MACE-Dance:

Motion-Appearance Cascaded Experts for
Music-Driven Dance Video Generation

Anonymous Project Page

Leveraging the synergistic collaboration among the cascaded experts, MACE-Dance can generate diverse dance videos that not only exhibit kinematically plausible and artistically expressive motion, but also maintain spatiotemporal coherent appearance.

Abstract

With the rise of online dance-video platforms and rapid advances in AI-generated content (AIGC), music-driven dance generation task has emerged as a compelling research direction. Despite substantial progress in related domains such as music-driven 3D dance generation, pose-driven image animation, and audio-driven talking-head synthesis, they cannot be directly adapted to this task. Moreover, the limited studies in this task still struggle to jointly achieve high-quality visual appearance and human motion. Accordingly, we present MACE-Dance, a music-driven dance video generation framework with cascaded Mixture-of-Experts (MoE). The Motion Expert performs music-to-3D motion enforcing kinematic plausibility and artistic expressiveness, while the Appearance Expert carries out motion-and-reference conditioned video synthesis, preserving visual identity with spatiotemporal coherence.
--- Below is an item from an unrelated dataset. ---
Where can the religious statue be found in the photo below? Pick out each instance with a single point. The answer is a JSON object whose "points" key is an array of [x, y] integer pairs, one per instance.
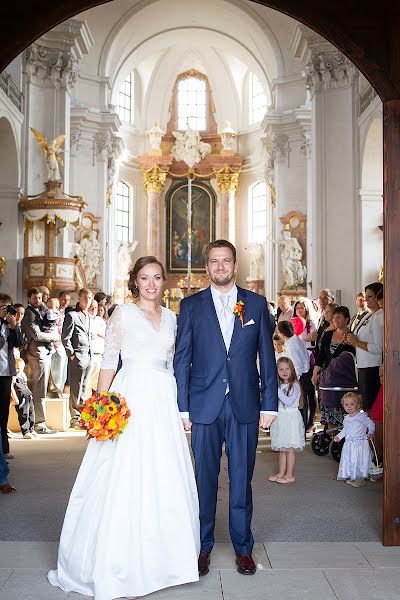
{"points": [[155, 135], [189, 147], [90, 256], [256, 261], [293, 271], [52, 153], [228, 136]]}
Specifically, the Motion Expert adopts Diffusion Model with BiMamba-Transformer hybrid architecture and Guidance-Free Training (GFT) strategy, achieving state-of-the-art (SOTA) performance in 3D dance generation task; the Appearance Expert adopts a decoupled Kinematic–Aesthetic fine-tuning strategy, achieving state-of-the-art (SOTA) performance in the pose-driven image animation task. To better benchmark this task, we curate a large-scale and diverse dataset, and design a motion–appearance evaluation protocol. Based on them, MACE-Dance also achieves the state-of-the-art (SOTA) performance.